Multiple Db support

psiinon

unread,

Jan 6, 2015, 8:22:57 AM1/6/15

to zaproxy...@googlegroups.com

OK, so 2.4.0 isnt quite out yet, but I have started working on post 2.4 features.

And the first major change I’m looking at making is multiple database support (Issue 321).

As you probably all know, ZAP is a fork of Paros which was very much a desktop tool.

As such the HSQLDB it used was a good choice as its lightweight and doesnt require any maintenance.

ZAP is now being used in many different environments, and for some of those we need a much more robust way of storing data.

So this enhancement is to change ZAP so that it can support more than just HSQLDB.

The requirements I’ve identified are:

It should be relatively easy to support any SQL Db
At least HSQLDB and MySQL/MariaDB should be supported
All ‘old’ sessions (ie created by previous versions of ZAP) should still be usable
A zero config db (such as HSQLDB) should be the default ‘out of the box’
Performance should not be impacted
We should attempt to minimize the number of extra jars we depend on
Code changes should be minimized and isolated as much as possible
Add-ons should be able to add their own tables in a clean and supportable way (ie cleaner than now;)

My initial thoughts were to use something like Hibernate (which I’ve used before) but I’m now not so sure.

The db access is pretty isolated, and we already have POJOs that represent the data in the tables.

Our biggest need is to make our code independent of a specific flavour or SQL, and Hibernate feels like a very heavyweight solution to that.

I’ve also looked at options like MyBatis, but it looks like that actually requires you to write different SQL statements for each SQL variant anyway!

So I’m now thinking that the easiest and most maintainable option might be to just use property files for the SQL statements, so we would have things like:

hsqldb.properties:

history.read = SELECT TOP 1 * FROM HISTORY WHERE {0} = ?

history.delete = DELETE FROM HISTORY WHERE {0} = ?

history.lastindex = SELECT TOP 1 HISTORYID FROM HISTORY ORDER BY HISTORYID DESC LIMIT 1

history.containsuri = SELECT TOP 1 HISTORYID FROM HISTORY WHERE URI = ? AND METHOD = ? AND REQBODY = ? AND SESSIONID = ? AND HISTTYPE = ?

history.lastinsert = CALL IDENTITY()

mysql.properties:

history.read = SELECT * FROM HISTORY WHERE {0} = ? LIMIT 1
history.delete = DELETE FROM HISTORY WHERE {0} = ?

history.lastindex = SELECT HISTORYID FROM HISTORY ORDER BY HISTORYID DESC LIMIT 1

history.containsuri = SELECT HISTORYID FROM HISTORY WHERE URI = ? AND METHOD = ? AND REQBODY = ? AND SESSIONID = ? AND HISTTYPE = ? LIMIT 1

history.lastinsert = LAST_INSERT_ID()

And the code would then look something like:

psRead = conn.prepareStatement(DbSQL.getSQL("history.read", HISTORYID));

psDelete = conn.prepareStatement(DbSQL.getSQL("history.delete", HISTORYID));

psContainsURI = conn.prepareStatement(DbSQL.getSQL("history.containsuri"));

Yes, I’ve started trying this out and so far it seems to work well (although its still early days;).

One problem this doesnt address is how to define the schema.

For that I’ve been playing with Apache DdlUtils: http://db.apache.org/ddlutils/

It allowed me to easily export the HSQLDB schema into an XML file.

That file did _not_ load straight into MySQL, but I was able to tweak it so that it did.

Its worth noting that there are a small number of places in the code outside of the org.parosproxy.paros.db package that access the Db tables directly.

These will have to change as this will not be allowed going forwards.

You may well also have noticed that my requirements included ‘SQL Db’s which appears to exclude NoSQL dbs.

I have no problem with ZAP supporting NoSQL dbs, but I havnt used them myself and dont really understand the full implications of supporting them.

One very flexible option would be to introduce an interface layer which would be the only way to access classes like TableHistory.

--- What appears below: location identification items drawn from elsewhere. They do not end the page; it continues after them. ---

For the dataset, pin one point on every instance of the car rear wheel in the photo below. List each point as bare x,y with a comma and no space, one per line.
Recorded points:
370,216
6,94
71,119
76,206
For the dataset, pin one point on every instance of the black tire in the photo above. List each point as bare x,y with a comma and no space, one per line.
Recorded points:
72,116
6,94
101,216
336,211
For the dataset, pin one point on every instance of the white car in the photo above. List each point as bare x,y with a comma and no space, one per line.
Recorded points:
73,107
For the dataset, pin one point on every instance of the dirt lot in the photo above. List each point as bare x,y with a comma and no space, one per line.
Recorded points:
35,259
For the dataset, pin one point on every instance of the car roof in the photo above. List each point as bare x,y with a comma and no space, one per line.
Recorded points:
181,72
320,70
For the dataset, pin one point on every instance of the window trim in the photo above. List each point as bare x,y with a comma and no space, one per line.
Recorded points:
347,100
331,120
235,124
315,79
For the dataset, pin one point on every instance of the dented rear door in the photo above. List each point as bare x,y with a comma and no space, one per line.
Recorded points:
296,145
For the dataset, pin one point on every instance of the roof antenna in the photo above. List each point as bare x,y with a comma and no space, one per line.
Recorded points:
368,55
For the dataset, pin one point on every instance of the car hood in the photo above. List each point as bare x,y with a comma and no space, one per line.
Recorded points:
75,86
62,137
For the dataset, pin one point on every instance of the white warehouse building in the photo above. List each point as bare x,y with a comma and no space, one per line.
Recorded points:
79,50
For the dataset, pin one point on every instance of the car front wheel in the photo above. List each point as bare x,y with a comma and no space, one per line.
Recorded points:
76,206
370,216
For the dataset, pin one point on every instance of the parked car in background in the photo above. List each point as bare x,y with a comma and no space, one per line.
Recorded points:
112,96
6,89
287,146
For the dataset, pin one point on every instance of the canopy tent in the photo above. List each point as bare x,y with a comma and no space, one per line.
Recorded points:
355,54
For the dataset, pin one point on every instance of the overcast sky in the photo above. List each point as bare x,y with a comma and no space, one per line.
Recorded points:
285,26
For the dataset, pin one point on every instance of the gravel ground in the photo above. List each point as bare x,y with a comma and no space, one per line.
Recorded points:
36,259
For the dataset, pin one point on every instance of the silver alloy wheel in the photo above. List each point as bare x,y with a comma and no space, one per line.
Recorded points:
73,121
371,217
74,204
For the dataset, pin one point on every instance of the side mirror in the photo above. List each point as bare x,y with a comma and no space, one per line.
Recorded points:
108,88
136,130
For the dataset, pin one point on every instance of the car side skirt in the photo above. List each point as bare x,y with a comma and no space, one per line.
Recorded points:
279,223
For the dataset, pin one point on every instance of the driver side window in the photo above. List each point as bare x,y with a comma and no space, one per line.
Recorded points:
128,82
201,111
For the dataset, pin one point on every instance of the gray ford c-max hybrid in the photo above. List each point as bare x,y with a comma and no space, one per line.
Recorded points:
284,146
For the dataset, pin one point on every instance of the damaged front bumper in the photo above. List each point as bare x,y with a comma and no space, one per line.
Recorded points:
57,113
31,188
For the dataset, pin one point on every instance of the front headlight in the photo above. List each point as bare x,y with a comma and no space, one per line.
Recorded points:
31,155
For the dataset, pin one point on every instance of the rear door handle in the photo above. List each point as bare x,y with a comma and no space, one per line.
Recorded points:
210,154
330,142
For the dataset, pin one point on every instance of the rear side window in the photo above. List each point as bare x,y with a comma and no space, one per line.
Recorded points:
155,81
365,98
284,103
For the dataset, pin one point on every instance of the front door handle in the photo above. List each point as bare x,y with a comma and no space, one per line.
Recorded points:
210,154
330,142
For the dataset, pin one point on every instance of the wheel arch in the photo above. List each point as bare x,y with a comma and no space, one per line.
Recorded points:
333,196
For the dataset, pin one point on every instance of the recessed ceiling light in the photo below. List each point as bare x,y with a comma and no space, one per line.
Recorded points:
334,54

The ‘SQL’ implementation would be provided by default but anyone could create alternative implementations (eg using NoSQL) and change the ZAP configs to use them (e.g. using DI).

Can anyone suggest another way that these could be easily supported?

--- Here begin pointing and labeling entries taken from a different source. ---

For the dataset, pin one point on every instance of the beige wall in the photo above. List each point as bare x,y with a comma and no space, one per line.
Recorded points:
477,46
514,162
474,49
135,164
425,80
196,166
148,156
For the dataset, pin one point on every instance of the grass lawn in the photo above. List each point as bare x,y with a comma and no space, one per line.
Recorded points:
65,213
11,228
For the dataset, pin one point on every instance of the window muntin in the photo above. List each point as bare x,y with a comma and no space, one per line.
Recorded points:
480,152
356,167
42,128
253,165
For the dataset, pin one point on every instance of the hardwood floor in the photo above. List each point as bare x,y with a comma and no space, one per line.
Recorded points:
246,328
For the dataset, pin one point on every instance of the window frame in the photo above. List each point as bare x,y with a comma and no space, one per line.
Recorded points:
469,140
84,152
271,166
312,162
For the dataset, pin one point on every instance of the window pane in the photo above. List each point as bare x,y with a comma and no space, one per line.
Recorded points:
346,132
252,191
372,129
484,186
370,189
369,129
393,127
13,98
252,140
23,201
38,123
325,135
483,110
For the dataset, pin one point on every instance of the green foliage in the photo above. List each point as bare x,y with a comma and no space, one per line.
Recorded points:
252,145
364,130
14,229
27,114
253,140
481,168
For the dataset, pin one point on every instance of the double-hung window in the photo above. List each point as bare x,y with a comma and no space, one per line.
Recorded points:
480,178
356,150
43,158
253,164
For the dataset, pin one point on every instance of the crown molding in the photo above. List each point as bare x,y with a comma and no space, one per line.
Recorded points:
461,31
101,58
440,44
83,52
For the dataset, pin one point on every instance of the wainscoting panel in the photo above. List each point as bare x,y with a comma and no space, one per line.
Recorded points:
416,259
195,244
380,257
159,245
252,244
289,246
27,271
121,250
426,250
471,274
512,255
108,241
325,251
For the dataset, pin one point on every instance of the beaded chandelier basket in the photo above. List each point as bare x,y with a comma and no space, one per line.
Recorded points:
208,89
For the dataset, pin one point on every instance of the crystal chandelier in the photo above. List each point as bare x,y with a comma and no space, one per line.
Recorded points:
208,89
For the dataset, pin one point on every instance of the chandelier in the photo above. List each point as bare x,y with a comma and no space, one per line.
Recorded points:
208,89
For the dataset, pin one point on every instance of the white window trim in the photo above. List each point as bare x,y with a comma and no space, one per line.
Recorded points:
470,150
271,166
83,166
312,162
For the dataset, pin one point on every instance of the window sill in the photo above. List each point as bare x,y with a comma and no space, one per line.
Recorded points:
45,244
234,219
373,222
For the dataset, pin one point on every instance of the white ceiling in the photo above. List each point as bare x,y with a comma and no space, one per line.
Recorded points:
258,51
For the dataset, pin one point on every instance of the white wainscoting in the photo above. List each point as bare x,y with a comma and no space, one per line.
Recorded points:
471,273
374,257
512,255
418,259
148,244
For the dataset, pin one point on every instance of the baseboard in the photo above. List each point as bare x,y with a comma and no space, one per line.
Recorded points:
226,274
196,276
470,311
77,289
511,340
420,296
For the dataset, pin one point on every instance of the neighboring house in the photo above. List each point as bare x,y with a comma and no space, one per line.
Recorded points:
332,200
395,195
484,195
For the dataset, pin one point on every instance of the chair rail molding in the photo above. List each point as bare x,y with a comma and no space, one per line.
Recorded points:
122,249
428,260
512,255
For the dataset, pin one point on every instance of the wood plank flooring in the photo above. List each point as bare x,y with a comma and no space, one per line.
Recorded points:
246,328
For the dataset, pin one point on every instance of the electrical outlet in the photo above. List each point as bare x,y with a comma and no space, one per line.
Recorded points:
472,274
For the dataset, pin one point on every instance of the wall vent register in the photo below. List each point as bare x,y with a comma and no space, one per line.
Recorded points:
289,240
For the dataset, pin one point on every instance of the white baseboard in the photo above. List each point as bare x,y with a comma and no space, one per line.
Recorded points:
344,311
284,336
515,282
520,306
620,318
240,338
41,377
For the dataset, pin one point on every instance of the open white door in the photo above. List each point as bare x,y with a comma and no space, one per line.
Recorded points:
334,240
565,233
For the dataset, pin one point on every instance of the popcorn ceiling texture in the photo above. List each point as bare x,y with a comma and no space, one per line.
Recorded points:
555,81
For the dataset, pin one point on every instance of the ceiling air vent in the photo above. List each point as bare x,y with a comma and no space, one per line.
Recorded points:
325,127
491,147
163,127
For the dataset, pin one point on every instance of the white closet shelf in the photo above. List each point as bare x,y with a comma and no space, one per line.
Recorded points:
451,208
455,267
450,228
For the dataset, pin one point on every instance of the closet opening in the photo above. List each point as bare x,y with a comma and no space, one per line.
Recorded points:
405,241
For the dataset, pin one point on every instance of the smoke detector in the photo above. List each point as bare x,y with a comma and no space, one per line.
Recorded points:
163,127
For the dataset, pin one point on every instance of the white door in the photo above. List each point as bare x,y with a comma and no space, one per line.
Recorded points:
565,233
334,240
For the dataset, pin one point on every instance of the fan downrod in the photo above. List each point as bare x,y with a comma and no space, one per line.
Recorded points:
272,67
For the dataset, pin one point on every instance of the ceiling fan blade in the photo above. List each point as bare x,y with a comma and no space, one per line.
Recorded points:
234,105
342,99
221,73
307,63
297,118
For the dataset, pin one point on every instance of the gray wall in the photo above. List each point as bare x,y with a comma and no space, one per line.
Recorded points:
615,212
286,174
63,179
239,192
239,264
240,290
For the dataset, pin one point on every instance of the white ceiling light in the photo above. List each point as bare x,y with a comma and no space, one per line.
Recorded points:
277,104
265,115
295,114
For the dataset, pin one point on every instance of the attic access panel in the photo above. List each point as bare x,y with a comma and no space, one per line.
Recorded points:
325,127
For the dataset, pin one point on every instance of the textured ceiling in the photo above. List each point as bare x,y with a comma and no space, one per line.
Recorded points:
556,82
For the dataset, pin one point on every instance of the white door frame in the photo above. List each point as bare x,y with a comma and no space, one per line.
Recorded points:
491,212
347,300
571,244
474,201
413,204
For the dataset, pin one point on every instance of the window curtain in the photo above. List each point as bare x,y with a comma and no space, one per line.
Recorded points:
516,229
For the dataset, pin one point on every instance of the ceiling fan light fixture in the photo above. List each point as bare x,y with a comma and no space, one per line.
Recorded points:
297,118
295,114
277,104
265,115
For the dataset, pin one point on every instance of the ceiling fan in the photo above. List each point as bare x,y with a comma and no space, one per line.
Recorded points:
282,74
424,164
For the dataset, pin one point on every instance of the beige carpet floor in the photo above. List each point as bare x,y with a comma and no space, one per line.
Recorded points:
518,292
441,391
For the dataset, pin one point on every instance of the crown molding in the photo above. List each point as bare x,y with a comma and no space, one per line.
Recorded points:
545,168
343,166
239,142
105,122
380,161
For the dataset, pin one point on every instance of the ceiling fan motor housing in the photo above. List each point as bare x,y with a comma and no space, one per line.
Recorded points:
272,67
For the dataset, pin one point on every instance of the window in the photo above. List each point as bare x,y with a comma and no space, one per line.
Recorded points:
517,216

Notwithstanding NoSQL support, I think this combination of SQL in property files and using DdlUtils to migrate the schema could work well, be relatively easy to adopt and straightforward to maintain.

I still need to do quite a bit more work in this area before I can say for certain that its a good way to go, but I wanted to let you all know the direction I’m thinking of going so you have time to object, make alternative suggestions, etc etc :)

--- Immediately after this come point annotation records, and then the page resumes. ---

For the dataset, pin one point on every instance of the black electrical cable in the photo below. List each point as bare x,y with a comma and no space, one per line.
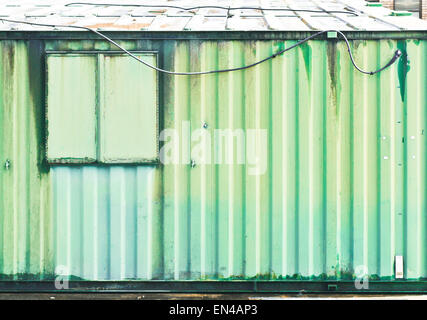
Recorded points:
397,53
205,7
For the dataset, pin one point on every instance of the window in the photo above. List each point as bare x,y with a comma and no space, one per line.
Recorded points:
101,107
408,5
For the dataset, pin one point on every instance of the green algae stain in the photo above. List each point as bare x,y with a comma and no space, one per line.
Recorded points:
402,68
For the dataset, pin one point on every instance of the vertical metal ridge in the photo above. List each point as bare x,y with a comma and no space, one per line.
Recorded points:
257,124
297,163
284,163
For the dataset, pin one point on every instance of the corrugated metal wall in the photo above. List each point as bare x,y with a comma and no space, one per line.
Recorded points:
345,184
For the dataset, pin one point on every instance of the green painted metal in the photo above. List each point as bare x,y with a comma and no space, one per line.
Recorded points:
345,184
71,112
90,117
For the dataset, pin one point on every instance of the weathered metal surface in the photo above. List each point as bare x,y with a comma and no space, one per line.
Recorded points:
116,18
345,184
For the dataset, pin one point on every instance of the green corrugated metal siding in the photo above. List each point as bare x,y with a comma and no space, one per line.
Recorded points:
345,184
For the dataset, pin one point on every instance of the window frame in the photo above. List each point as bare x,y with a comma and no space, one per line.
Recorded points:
98,107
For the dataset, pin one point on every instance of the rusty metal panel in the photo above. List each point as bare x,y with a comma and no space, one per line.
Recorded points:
344,184
71,107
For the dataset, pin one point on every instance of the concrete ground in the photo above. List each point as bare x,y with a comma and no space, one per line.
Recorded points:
193,296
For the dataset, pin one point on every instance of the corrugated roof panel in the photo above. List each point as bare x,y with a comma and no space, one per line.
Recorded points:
247,23
286,23
204,23
166,23
275,15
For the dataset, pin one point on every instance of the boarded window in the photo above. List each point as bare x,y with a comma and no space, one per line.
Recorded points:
71,99
102,107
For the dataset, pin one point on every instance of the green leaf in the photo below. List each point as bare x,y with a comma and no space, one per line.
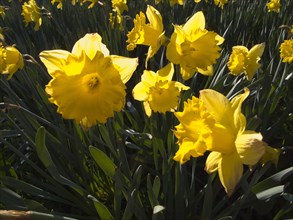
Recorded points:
103,161
102,210
272,180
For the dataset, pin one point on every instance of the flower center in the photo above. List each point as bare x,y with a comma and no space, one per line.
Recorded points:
91,81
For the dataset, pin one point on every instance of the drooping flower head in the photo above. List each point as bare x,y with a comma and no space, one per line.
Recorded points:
274,5
157,90
244,60
213,123
193,47
194,132
11,60
233,146
286,51
32,13
149,34
88,83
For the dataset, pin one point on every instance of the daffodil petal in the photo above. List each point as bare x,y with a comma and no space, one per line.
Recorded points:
212,162
155,18
90,44
54,59
230,171
250,147
140,91
126,66
218,105
197,21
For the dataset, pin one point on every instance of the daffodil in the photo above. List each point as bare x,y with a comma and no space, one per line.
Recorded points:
151,34
220,3
32,13
157,90
233,146
244,60
11,60
274,5
174,2
194,132
286,51
2,11
193,47
88,84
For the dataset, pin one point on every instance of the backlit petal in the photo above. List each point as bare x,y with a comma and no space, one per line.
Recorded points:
230,171
250,147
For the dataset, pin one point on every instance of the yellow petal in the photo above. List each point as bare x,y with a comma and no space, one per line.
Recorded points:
140,91
166,73
218,105
212,162
90,44
147,108
250,147
236,103
54,59
126,66
155,18
197,21
230,171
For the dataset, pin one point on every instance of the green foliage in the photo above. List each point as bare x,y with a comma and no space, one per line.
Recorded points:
124,169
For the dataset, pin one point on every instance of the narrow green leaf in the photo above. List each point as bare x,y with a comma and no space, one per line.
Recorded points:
102,210
103,161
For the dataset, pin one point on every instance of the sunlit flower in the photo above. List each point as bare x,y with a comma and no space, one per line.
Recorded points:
32,13
233,146
115,17
220,3
157,90
11,60
194,132
151,34
274,5
59,3
271,154
286,51
174,2
194,47
88,83
244,60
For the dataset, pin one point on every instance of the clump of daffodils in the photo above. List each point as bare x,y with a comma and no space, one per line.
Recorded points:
244,60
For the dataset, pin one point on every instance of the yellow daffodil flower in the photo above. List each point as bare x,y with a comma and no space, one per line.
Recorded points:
11,60
88,84
157,90
151,34
286,51
193,47
244,60
194,132
274,5
32,13
233,146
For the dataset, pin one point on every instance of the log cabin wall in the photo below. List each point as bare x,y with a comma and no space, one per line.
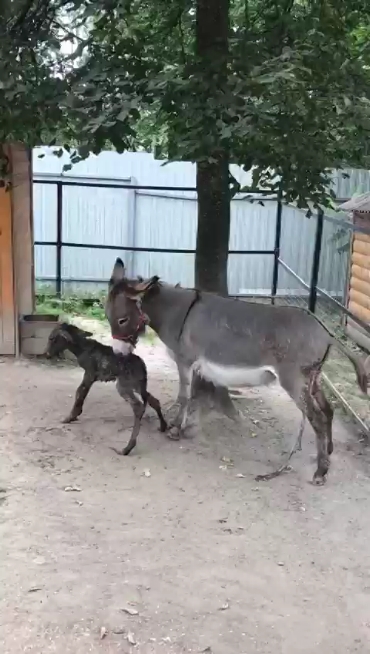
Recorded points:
359,283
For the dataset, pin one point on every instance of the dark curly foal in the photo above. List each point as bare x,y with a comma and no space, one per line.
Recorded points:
100,363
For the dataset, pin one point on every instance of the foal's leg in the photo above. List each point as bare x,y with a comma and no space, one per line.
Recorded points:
155,404
80,398
138,409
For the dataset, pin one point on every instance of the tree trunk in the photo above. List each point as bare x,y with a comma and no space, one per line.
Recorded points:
212,36
213,225
212,32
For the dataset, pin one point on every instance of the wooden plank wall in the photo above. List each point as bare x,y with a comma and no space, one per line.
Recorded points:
359,285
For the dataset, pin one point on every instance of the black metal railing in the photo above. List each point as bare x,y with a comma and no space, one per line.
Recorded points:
311,287
59,243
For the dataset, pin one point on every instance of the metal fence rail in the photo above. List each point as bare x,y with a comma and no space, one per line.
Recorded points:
60,243
310,287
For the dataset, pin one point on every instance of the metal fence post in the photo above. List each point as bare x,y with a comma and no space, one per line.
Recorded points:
59,238
316,261
275,272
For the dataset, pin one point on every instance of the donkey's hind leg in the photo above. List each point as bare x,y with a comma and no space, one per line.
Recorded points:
296,447
322,401
138,409
300,387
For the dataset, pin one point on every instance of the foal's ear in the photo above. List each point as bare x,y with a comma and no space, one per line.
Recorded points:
137,290
118,272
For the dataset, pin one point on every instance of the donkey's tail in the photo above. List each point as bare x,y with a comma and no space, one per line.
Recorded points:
358,364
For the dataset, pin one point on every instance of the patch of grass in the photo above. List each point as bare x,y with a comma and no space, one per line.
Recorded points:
71,305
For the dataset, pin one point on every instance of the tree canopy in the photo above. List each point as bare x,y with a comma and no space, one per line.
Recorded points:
295,101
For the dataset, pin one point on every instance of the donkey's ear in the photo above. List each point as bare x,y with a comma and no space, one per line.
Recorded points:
139,289
118,272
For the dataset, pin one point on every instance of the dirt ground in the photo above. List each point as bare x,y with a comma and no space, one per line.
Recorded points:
176,548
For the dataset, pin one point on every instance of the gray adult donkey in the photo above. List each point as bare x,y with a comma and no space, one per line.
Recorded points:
232,344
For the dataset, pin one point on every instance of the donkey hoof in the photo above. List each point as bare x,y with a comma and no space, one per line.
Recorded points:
68,420
174,434
319,479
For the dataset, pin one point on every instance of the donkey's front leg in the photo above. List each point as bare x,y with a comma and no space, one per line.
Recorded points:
179,423
81,395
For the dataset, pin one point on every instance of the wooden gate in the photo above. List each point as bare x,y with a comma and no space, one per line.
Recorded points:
7,301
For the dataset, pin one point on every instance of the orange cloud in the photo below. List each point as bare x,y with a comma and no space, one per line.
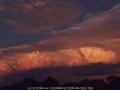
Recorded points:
37,15
4,69
94,55
33,60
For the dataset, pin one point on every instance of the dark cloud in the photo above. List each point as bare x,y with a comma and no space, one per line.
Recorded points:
32,16
62,73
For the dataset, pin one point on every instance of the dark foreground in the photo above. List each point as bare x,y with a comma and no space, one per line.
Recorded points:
50,83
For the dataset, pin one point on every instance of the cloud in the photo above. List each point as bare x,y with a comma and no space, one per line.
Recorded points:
33,16
33,60
94,55
105,24
4,69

So .. does this sound reasonable or do you think I should be looking at other ways of doing this?

Cheers,

Simon

kingthorin+owaspzap

unread,

Jan 6, 2015, 9:16:45 AM1/6/15

to zaproxy...@googlegroups.com

I think this looks good so far. There's one major detail I'm missing though: HSQLDB will be supported out of the box but if a user chooses to leverage an existing MySQL (or whatever) installation how/where are they providing the connectivity info for ZAP to use?

psiinon

unread,

Jan 6, 2015, 9:29:08 AM1/6/15

to zaproxy...@googlegroups.com

Thats tbd, but I'd want it to be configurable via a config file and/or the command line.
And by that I mean both options should be available.
We could just use the existing config.xml file or we could introduce another one.
I think reusing config.xml is ok, but I'm happy to be persuaded otherwise.

Do we need to be able to change the db options via the UI and API?
I think that might be a nice option, particularly the API one, as that would allow you to roll over to a new db periodically.

Thoughts?

Colm O'Flaherty

unread,

Jan 6, 2015, 2:07:52 PM1/6/15

to zaproxy...@googlegroups.com

Hibernate is definitely a 'full fat' option, but it does do an excellent job of insulating the developer from the specifics of the rdbms.... I would be a little reluctant to roll our own alternative, before we have even tried hibernate or an alternative. Having said that, the only thing that concerns me a little right now about putting the SQL in properties is the cost of loading the SQL from disk, particularly in a sql statement that is run very frequently. Do you know if properties are cached in memory at all?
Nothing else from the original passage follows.